Pour qu’un Accord Collectif d’Entreprise soit valide, il ne suffit plus qu’il soit signé par une organisation syndicale nationale. Il doit répondre « au principe majoritaire ». C’est aux partenaires sociaux, dans un Accord Collectif de branche étendu, d’en préciser les modalités. Ils ont le choix entre deux formules pour être valide :
- soit être signé par une ou plusieurs organisations syndicales représentatives ayant recueilli au moins 50 % des suffrages exprimés au premier tour des dernières élections au Comité d’Entreprise (CE) ou, à défaut des Délégués du Personnel. (DP) Si aucune organisation syndicale ne recueille cette majorité de suffrages, l’accord pourra être soumis à l’approbation de la majorité des salariés de l’entreprise, si les organisations signataires en font la demande à l’employeur. A défaut, l’accord n’est pas applicable ;
- soit ne pas faire l’objet d’une opposition de la part d’un ou plusieurs syndicat ayant recueilli au moins 50 % des suffrages exprimés aux dernières élections du Comité d’Entreprise (CE) ou a défaut des Délégués du Personnel. (DP) L’opposition doit être formulée dans les 8 jours à compter de la notification de l’Accord Collectif à toutes les organisations syndicales.

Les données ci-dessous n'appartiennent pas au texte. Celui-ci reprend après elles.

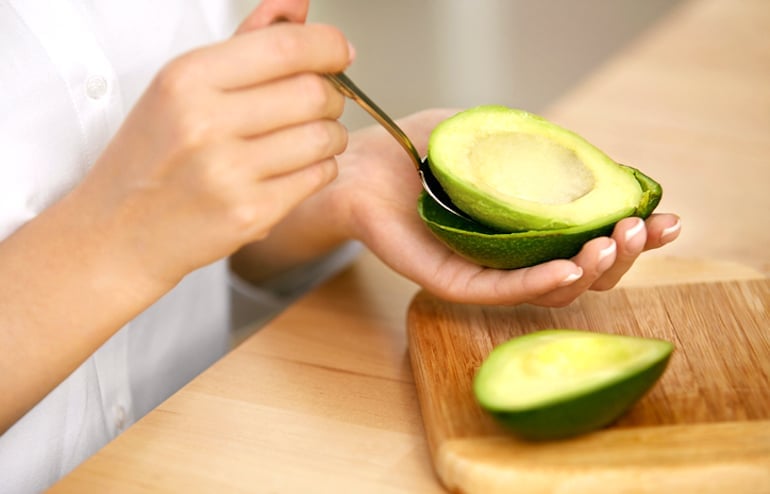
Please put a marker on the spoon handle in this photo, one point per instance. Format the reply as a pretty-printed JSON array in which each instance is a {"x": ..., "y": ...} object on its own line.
[{"x": 349, "y": 89}]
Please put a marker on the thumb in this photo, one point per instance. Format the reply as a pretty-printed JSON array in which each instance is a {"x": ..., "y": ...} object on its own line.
[{"x": 270, "y": 11}]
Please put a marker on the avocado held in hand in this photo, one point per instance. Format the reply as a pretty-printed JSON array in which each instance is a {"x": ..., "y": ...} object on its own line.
[
  {"x": 535, "y": 190},
  {"x": 558, "y": 383}
]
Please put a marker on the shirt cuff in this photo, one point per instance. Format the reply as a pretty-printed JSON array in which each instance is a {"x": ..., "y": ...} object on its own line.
[{"x": 258, "y": 303}]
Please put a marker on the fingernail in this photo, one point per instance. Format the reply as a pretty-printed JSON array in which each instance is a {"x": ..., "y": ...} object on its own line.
[
  {"x": 572, "y": 277},
  {"x": 671, "y": 231},
  {"x": 634, "y": 230},
  {"x": 606, "y": 253}
]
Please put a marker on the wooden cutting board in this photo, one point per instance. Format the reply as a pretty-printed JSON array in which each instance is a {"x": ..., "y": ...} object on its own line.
[{"x": 704, "y": 428}]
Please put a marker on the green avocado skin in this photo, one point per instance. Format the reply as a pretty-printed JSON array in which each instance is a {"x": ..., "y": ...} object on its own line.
[
  {"x": 491, "y": 248},
  {"x": 583, "y": 414}
]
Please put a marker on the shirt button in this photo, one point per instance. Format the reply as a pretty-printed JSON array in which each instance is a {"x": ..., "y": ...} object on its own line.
[
  {"x": 120, "y": 417},
  {"x": 96, "y": 86}
]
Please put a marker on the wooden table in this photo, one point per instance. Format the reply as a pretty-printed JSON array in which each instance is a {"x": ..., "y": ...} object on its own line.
[{"x": 323, "y": 399}]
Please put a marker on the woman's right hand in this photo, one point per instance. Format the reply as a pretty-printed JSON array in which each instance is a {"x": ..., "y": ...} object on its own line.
[{"x": 224, "y": 143}]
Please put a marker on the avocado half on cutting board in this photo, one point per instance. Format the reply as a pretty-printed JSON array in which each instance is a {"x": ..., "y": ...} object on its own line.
[
  {"x": 558, "y": 383},
  {"x": 534, "y": 190}
]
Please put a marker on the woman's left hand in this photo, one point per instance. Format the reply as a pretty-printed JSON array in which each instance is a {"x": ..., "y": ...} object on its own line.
[{"x": 376, "y": 194}]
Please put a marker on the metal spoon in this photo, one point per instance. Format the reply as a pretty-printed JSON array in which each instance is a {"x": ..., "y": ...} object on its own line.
[{"x": 429, "y": 181}]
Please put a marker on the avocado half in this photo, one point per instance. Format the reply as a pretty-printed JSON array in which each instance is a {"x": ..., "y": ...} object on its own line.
[
  {"x": 537, "y": 192},
  {"x": 558, "y": 383}
]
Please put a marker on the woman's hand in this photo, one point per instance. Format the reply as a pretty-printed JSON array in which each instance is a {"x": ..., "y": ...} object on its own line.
[
  {"x": 377, "y": 191},
  {"x": 224, "y": 143}
]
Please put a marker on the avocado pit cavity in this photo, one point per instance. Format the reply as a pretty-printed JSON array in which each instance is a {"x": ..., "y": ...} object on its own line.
[{"x": 515, "y": 165}]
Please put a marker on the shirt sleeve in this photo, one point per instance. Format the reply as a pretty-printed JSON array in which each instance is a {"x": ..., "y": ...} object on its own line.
[{"x": 253, "y": 305}]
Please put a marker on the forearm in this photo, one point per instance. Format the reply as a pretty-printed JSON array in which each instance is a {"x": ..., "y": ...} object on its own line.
[
  {"x": 67, "y": 287},
  {"x": 312, "y": 230}
]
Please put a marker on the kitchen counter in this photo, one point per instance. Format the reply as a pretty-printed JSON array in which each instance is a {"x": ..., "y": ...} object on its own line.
[{"x": 323, "y": 399}]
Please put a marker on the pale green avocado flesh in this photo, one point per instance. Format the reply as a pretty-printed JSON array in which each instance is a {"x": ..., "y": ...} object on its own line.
[
  {"x": 515, "y": 171},
  {"x": 537, "y": 192},
  {"x": 558, "y": 383},
  {"x": 488, "y": 247}
]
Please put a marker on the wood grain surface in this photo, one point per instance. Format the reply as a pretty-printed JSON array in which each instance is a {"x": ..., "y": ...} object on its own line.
[{"x": 705, "y": 427}]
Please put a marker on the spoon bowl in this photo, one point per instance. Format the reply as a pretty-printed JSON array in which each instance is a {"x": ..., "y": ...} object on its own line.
[{"x": 429, "y": 182}]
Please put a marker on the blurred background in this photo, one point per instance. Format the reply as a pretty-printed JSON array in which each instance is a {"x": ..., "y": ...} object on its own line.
[{"x": 416, "y": 54}]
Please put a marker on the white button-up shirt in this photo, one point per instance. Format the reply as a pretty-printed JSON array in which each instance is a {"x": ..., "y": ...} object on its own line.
[{"x": 69, "y": 72}]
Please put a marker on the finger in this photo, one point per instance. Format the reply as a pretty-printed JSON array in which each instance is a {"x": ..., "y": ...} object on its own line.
[
  {"x": 630, "y": 236},
  {"x": 596, "y": 257},
  {"x": 283, "y": 103},
  {"x": 438, "y": 270},
  {"x": 277, "y": 197},
  {"x": 661, "y": 230},
  {"x": 278, "y": 153},
  {"x": 274, "y": 52},
  {"x": 270, "y": 10}
]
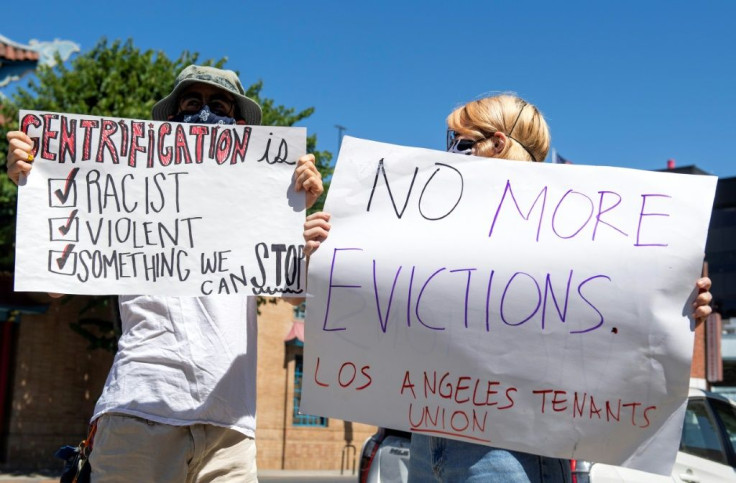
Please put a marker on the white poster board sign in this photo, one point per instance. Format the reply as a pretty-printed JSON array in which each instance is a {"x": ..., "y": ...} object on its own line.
[
  {"x": 535, "y": 307},
  {"x": 122, "y": 206}
]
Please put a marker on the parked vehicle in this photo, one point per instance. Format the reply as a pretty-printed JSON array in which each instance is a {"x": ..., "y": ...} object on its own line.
[
  {"x": 707, "y": 448},
  {"x": 385, "y": 457}
]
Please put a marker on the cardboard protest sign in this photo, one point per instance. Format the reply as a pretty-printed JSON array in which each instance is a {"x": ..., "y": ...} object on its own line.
[
  {"x": 536, "y": 307},
  {"x": 122, "y": 206}
]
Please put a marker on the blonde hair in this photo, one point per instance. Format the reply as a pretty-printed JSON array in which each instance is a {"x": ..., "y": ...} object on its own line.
[{"x": 520, "y": 121}]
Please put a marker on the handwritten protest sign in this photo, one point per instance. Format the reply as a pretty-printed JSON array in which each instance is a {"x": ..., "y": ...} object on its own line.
[
  {"x": 540, "y": 308},
  {"x": 121, "y": 206}
]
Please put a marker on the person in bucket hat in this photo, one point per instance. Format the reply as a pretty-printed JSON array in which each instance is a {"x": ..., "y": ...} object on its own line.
[
  {"x": 226, "y": 80},
  {"x": 179, "y": 401}
]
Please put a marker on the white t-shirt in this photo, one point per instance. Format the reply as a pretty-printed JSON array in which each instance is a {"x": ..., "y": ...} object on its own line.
[{"x": 185, "y": 360}]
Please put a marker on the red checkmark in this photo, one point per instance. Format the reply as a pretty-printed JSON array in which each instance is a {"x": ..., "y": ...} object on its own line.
[
  {"x": 61, "y": 261},
  {"x": 64, "y": 195},
  {"x": 64, "y": 229}
]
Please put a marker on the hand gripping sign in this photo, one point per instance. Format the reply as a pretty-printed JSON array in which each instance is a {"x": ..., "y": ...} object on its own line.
[
  {"x": 122, "y": 206},
  {"x": 540, "y": 308}
]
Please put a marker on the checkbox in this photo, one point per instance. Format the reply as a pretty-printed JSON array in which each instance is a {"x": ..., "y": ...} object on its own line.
[
  {"x": 63, "y": 262},
  {"x": 64, "y": 229},
  {"x": 63, "y": 192}
]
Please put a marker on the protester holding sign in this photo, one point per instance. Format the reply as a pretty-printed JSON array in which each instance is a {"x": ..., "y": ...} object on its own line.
[
  {"x": 179, "y": 402},
  {"x": 505, "y": 127}
]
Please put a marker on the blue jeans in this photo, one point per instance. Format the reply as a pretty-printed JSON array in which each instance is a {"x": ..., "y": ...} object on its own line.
[{"x": 443, "y": 460}]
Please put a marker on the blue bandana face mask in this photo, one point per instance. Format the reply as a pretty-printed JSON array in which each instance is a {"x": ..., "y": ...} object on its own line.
[{"x": 204, "y": 116}]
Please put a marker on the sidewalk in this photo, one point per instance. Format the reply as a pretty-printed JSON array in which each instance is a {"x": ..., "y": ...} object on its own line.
[{"x": 49, "y": 477}]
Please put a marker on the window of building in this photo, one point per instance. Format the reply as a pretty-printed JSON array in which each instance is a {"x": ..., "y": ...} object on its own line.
[
  {"x": 300, "y": 311},
  {"x": 303, "y": 419}
]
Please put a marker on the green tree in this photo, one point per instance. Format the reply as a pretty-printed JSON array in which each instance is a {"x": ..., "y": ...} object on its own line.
[{"x": 114, "y": 79}]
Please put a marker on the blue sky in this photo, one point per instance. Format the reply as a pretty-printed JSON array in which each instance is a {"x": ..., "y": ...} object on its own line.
[{"x": 626, "y": 83}]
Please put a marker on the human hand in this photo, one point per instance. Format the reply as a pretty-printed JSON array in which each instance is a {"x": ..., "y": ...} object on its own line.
[
  {"x": 19, "y": 159},
  {"x": 701, "y": 305},
  {"x": 308, "y": 178},
  {"x": 316, "y": 229}
]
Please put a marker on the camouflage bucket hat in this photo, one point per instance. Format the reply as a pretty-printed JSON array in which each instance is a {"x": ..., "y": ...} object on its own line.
[{"x": 227, "y": 80}]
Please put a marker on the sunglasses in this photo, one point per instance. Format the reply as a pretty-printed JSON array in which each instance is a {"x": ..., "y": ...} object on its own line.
[
  {"x": 459, "y": 145},
  {"x": 219, "y": 104}
]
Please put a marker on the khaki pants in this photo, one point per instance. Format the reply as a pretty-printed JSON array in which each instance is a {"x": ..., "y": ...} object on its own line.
[{"x": 128, "y": 449}]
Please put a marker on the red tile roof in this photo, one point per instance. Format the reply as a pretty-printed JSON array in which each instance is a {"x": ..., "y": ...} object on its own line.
[{"x": 16, "y": 52}]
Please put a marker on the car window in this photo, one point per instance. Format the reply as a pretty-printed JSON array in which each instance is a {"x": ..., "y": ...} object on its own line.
[
  {"x": 727, "y": 416},
  {"x": 699, "y": 433}
]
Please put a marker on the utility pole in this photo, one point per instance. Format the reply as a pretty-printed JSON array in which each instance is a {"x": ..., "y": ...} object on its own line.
[{"x": 340, "y": 133}]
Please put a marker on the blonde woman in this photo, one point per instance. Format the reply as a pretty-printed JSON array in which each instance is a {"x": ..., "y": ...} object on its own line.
[{"x": 505, "y": 127}]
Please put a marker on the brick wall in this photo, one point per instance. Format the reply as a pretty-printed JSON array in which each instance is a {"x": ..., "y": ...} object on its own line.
[
  {"x": 281, "y": 445},
  {"x": 56, "y": 381}
]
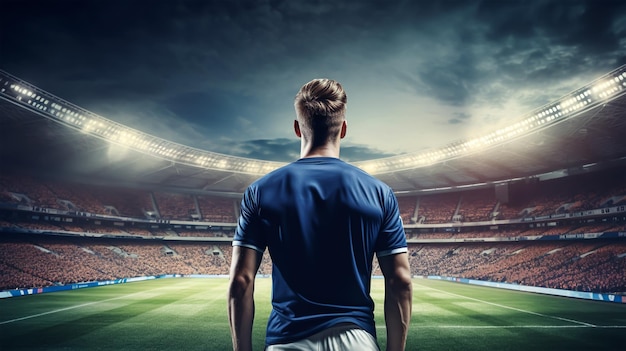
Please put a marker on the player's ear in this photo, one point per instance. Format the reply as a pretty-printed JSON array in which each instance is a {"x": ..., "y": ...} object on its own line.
[
  {"x": 344, "y": 127},
  {"x": 296, "y": 128}
]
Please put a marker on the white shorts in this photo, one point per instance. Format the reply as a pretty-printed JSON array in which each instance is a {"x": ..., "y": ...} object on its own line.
[{"x": 341, "y": 337}]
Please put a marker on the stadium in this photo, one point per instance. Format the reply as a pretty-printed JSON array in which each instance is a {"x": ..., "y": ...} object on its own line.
[{"x": 520, "y": 234}]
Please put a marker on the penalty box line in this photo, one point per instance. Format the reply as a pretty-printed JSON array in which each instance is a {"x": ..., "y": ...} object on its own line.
[
  {"x": 515, "y": 308},
  {"x": 67, "y": 308}
]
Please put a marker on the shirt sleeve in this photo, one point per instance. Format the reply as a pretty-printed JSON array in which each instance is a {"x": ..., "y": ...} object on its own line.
[
  {"x": 248, "y": 232},
  {"x": 392, "y": 239}
]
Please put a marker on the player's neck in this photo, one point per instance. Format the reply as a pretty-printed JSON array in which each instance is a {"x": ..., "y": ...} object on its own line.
[{"x": 326, "y": 150}]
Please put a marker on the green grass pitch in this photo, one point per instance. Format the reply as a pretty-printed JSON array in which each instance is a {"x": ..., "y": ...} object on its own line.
[{"x": 190, "y": 314}]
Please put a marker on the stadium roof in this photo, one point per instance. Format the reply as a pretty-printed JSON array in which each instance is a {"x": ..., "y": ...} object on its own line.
[{"x": 45, "y": 134}]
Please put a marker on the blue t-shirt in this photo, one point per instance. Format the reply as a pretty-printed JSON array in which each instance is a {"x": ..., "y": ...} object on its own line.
[{"x": 322, "y": 221}]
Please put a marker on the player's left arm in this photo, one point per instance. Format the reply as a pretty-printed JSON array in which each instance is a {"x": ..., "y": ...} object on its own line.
[{"x": 244, "y": 266}]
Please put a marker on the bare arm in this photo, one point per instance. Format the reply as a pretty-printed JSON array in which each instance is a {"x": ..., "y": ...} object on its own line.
[
  {"x": 241, "y": 296},
  {"x": 398, "y": 299}
]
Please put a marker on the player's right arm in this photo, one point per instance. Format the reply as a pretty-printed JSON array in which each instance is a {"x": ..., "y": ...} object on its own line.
[{"x": 398, "y": 298}]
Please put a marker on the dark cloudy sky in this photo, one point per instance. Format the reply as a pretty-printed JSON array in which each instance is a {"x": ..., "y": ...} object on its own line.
[{"x": 221, "y": 75}]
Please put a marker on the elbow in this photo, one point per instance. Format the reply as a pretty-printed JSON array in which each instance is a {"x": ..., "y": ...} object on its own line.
[
  {"x": 401, "y": 283},
  {"x": 240, "y": 286}
]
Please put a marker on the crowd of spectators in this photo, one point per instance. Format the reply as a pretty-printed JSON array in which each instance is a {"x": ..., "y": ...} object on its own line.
[
  {"x": 524, "y": 199},
  {"x": 589, "y": 265},
  {"x": 585, "y": 265}
]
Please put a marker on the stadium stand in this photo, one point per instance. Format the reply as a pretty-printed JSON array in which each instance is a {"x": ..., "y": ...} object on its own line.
[{"x": 55, "y": 232}]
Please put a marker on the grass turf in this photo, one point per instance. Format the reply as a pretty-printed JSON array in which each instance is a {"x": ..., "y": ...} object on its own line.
[{"x": 190, "y": 314}]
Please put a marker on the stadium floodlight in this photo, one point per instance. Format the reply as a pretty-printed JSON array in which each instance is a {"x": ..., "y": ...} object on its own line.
[
  {"x": 571, "y": 105},
  {"x": 25, "y": 95}
]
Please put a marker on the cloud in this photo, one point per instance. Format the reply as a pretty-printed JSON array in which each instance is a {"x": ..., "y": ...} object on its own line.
[{"x": 222, "y": 75}]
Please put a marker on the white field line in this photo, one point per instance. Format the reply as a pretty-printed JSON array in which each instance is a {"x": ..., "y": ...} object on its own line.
[
  {"x": 68, "y": 308},
  {"x": 515, "y": 309},
  {"x": 513, "y": 326}
]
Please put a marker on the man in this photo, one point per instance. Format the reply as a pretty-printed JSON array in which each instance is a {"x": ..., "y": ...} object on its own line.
[{"x": 322, "y": 221}]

En l’absence d’Accord Collectif de branche étendue, c’est le droit d’opposition, tel qu’il vient d’être défini, qui s’applique.
Dans une entreprise où aucune élection professionnelle n’a pu être organisée du fait de l’absence de candidat, un accord pourra être valablement signé sous condition d’avoir l’approbation de la majorité des suffrages exprimés des salariés de l’entreprise.